I mean, this is doable, right?


Last Thanksgiving,  Norman was with the Panthers and Bryant -- not physically right following the broken foot  -- caught only one pass on him for 6 yards and finished the game with two catches for 26 yards.

Will this week in Washington be different?

First there is the issue of Norman's role with the Redskins. Cowboys coach Jason Garrett said he doesn't know if Norman will "travel'' with Dez, that is, cover him all over the field. Linehan thinks the answer is "yes.'' Bryant's belief?

“Yeah, I’m pretty sure he’s going to get that opportunity Sunday,'' Dez said. "“I want the challenge just like he wants the challenge. It’s going to be fun game Sunday. Mutual respect from each other. We’re just going to go out there and put on a good game. It’s not about me or him. It’s about each other’s team.”

One of these teams is going to start 0-2 and be stuck with the fact that 88 percent of the time, 0-2 teams fail to make the playoffs. The Cowboys can help themselves by mimicking what Pittsburgh did to Washington in Week 1, as Antonio Brown was targeted 11 times (as opposed to Dez' eight) and ended with eight receptions for 126 yards and two touchdowns.

“Well, it’s always fun to see another guy at that position have a hell of a game,'' Bryant said. "Kudos to AB. He’s one of the best in this league. I’m with the Cowboys and we have to stick to what our game plan is. Whatever that is, we’re going to try our best to execute it.”

Maybe the Redskins stick with what didn't work by keeping Norman (and his $75-mil contract) on one side and Bashaud Breeland on the other. If so, maybe the Cowboys will move Dez to position himself in front of the lesser player. But more importantly, the Cowboys will almost certainly not only move Bryant in formations but also alter his route tree so Dak Prescott doesn't have to sling it 20 yards to find him.

Short routes. Quick routes. Crossing routes. Screen passes. That can -- should -- be integrated into Dez' game this week.

Of course, even if Dallas solves its offensive issues (which include a Giants game in which Collins, Free and Witten blocked poorly, creating a Cowboys offense that in terms of explosiveness was largely none-dimensional), there is the issue of trying to slow the Washington passing game.

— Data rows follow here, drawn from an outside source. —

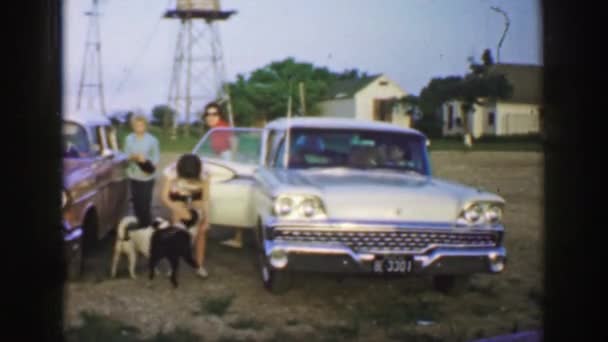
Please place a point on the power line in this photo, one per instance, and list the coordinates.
(138, 57)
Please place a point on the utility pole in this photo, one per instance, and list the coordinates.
(504, 34)
(91, 76)
(288, 135)
(302, 99)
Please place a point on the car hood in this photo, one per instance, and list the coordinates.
(382, 195)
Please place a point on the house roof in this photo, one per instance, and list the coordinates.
(526, 80)
(348, 88)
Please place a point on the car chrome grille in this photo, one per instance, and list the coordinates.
(389, 241)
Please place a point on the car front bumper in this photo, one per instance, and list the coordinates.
(336, 257)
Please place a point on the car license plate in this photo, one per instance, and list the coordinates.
(392, 264)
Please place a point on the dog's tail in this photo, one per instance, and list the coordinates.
(127, 223)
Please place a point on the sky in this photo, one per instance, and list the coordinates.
(411, 41)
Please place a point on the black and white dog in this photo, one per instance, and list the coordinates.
(159, 241)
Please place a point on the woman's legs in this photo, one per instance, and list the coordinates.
(201, 243)
(141, 192)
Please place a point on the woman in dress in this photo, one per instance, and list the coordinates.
(186, 193)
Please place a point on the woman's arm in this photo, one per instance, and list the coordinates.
(155, 152)
(203, 205)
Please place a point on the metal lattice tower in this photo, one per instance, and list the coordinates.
(91, 82)
(198, 74)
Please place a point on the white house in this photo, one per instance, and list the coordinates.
(520, 114)
(371, 98)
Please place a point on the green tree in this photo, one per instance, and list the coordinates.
(263, 95)
(479, 86)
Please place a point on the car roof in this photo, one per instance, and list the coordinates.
(86, 118)
(338, 123)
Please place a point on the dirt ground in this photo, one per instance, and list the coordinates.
(232, 305)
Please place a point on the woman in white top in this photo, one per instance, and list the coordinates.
(186, 188)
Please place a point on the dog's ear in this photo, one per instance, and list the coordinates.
(160, 223)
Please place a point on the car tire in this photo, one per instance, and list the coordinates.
(75, 264)
(89, 241)
(451, 284)
(275, 281)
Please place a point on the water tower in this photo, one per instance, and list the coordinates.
(198, 74)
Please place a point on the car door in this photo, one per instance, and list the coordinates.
(118, 195)
(102, 167)
(231, 173)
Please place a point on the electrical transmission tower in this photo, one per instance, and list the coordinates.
(91, 82)
(198, 74)
(504, 33)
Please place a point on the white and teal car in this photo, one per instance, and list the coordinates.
(350, 197)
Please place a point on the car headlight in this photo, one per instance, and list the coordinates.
(481, 213)
(298, 206)
(473, 213)
(493, 214)
(283, 206)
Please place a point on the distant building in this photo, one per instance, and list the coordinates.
(520, 114)
(371, 98)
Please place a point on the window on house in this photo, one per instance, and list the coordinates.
(491, 118)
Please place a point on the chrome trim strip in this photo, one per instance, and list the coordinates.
(387, 226)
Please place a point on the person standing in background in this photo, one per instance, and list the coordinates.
(143, 151)
(221, 142)
(224, 145)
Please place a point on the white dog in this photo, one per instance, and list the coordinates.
(131, 242)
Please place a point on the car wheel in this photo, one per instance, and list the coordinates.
(275, 281)
(75, 264)
(89, 241)
(451, 284)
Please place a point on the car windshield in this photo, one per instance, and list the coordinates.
(363, 149)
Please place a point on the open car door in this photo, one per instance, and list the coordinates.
(230, 156)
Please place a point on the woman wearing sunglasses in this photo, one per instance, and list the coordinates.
(223, 145)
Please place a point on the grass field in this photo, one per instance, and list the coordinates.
(232, 305)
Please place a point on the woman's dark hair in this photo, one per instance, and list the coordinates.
(189, 166)
(216, 106)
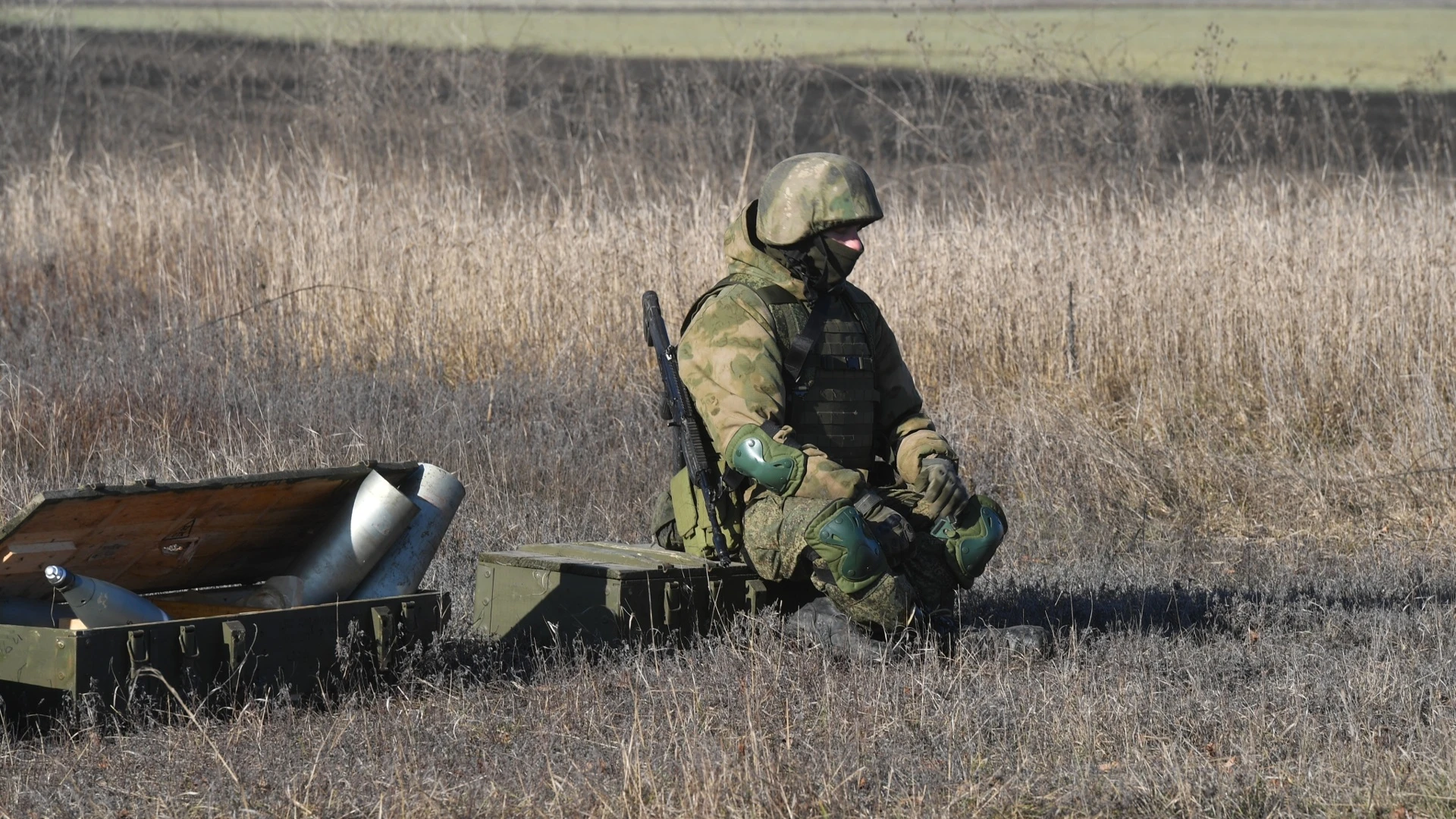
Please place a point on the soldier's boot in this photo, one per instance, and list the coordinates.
(820, 624)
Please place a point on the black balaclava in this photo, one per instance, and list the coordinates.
(823, 264)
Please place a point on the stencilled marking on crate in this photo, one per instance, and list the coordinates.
(49, 547)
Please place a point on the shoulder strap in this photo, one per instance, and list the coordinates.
(799, 352)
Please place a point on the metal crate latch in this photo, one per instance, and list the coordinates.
(674, 604)
(410, 620)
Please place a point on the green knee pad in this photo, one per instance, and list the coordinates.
(774, 465)
(971, 542)
(842, 539)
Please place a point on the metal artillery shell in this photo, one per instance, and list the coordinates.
(437, 494)
(346, 550)
(99, 604)
(19, 611)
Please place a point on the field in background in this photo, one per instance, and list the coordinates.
(1200, 341)
(1321, 47)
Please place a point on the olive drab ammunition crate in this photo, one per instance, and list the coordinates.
(194, 550)
(607, 592)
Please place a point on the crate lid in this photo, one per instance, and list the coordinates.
(152, 537)
(619, 561)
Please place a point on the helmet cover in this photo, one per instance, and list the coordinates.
(813, 193)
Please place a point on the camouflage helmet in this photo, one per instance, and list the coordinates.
(811, 193)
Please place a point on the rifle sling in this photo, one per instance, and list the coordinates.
(799, 353)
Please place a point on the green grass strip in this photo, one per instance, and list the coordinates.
(1365, 49)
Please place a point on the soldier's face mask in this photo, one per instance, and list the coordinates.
(820, 261)
(835, 260)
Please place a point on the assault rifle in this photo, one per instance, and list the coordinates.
(677, 410)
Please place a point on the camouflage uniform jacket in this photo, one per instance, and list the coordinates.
(733, 365)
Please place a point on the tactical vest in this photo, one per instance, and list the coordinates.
(833, 406)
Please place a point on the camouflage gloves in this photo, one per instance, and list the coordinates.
(943, 490)
(887, 525)
(971, 539)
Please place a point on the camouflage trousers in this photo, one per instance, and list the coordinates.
(777, 547)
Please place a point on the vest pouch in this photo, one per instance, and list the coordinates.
(691, 510)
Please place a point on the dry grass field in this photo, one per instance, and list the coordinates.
(1200, 341)
(1369, 46)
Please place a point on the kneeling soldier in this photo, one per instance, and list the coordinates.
(837, 475)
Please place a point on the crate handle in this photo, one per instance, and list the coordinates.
(187, 640)
(383, 618)
(235, 637)
(758, 594)
(137, 649)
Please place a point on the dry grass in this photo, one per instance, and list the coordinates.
(1231, 483)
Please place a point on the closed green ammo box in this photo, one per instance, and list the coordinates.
(609, 592)
(194, 550)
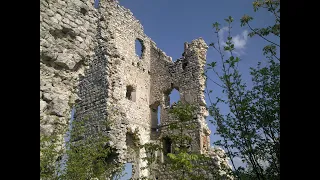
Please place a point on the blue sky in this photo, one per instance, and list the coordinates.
(170, 23)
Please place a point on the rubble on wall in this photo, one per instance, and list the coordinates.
(88, 59)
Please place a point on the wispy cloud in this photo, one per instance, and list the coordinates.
(239, 40)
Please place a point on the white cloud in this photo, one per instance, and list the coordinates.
(239, 40)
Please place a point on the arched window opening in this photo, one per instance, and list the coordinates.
(139, 47)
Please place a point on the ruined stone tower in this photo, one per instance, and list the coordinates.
(88, 59)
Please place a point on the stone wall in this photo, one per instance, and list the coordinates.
(88, 60)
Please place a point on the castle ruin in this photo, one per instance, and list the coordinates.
(87, 58)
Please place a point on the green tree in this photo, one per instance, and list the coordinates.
(251, 129)
(183, 162)
(88, 155)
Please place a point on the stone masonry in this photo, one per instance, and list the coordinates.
(88, 61)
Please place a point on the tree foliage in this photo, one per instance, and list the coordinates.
(251, 129)
(183, 162)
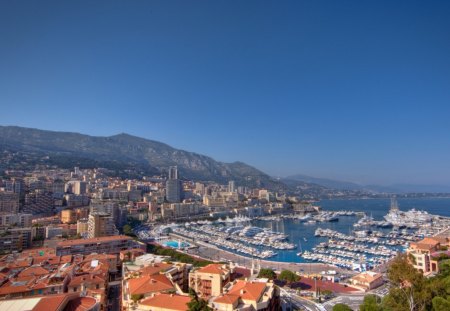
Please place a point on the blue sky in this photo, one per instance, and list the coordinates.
(356, 90)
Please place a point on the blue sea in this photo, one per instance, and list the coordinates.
(303, 234)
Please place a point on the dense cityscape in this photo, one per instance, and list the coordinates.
(224, 155)
(82, 238)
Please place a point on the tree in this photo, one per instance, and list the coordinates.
(441, 304)
(288, 276)
(136, 297)
(267, 273)
(196, 303)
(410, 290)
(127, 230)
(371, 303)
(341, 307)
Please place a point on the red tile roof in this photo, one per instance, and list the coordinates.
(167, 301)
(149, 284)
(94, 240)
(248, 290)
(214, 269)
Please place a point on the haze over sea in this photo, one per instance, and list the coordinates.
(303, 234)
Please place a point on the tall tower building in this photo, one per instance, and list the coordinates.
(173, 172)
(173, 186)
(101, 224)
(231, 187)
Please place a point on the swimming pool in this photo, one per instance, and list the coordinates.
(174, 244)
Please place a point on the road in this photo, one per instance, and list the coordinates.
(114, 294)
(211, 252)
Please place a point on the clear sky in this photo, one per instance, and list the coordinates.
(356, 90)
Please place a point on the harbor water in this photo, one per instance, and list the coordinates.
(302, 233)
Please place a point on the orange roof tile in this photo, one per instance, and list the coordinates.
(86, 279)
(214, 269)
(155, 268)
(228, 299)
(33, 271)
(149, 284)
(167, 301)
(94, 240)
(248, 290)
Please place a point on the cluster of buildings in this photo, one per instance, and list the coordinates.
(72, 275)
(95, 274)
(52, 203)
(150, 282)
(60, 247)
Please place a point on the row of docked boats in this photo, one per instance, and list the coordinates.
(214, 239)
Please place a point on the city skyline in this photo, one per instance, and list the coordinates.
(355, 92)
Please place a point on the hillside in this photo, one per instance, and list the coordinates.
(148, 155)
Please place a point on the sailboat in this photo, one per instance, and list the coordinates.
(300, 248)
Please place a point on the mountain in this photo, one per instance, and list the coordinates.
(148, 155)
(328, 183)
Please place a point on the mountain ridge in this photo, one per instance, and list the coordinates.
(124, 147)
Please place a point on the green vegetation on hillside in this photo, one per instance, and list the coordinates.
(176, 256)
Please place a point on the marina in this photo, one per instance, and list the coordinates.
(345, 238)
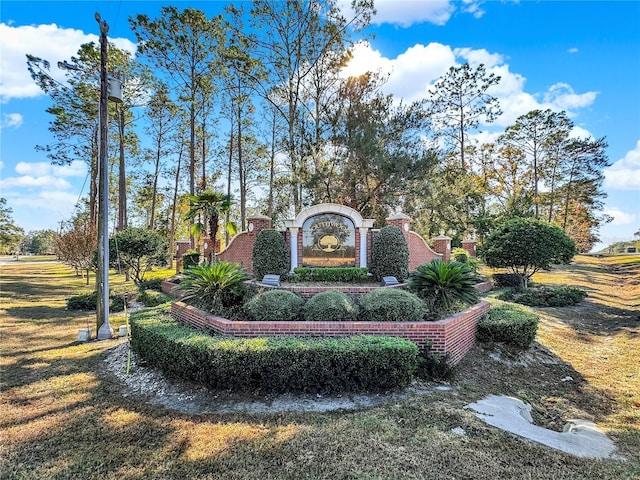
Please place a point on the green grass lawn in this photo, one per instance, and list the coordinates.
(64, 418)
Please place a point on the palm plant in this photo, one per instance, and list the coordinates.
(444, 283)
(205, 210)
(213, 284)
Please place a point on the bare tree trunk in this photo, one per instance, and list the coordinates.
(122, 176)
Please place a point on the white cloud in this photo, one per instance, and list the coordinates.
(365, 59)
(50, 42)
(55, 201)
(33, 168)
(476, 57)
(415, 70)
(12, 120)
(625, 173)
(562, 96)
(41, 169)
(405, 13)
(28, 181)
(620, 217)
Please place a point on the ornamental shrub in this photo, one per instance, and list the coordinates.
(270, 254)
(511, 280)
(391, 305)
(330, 306)
(526, 245)
(389, 254)
(276, 305)
(276, 364)
(434, 365)
(510, 324)
(330, 274)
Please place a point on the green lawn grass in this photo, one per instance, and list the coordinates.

The Redskins don't look like they're going to be able to run the football well, but QB Kirk Cousins is blessed with receiving weapons that seem primed to create nightmares for a Dallas secondary that isn't going to have a healthy Orlando Scandrick at its disposal. 

Scandrick hasn't been right all summer as he battles through a hamstring problem that caused him to leave the Giants game for a time (and also played a factor in him getting roasted for an Odell Beckham Jr. touchdown). So rookie Anthony Brown might have to take up the slot-corner slack and Dallas' Nickel defense -- in which Byron Jones might be able to stick with tight end Jordan Reed while J.J. Wilcox might not be able to stick with anybody -- may come away from its visit to our Nation's Capital looking like a Basket of Deplorables.

I think Dallas is going to solve its "Dez problem'' by tailoring an underneath passing game that gets him involved. But in the end, Dallas' inability to match up a healthy secondary with Washington's bountiful receiving crew might be the root of a new problem.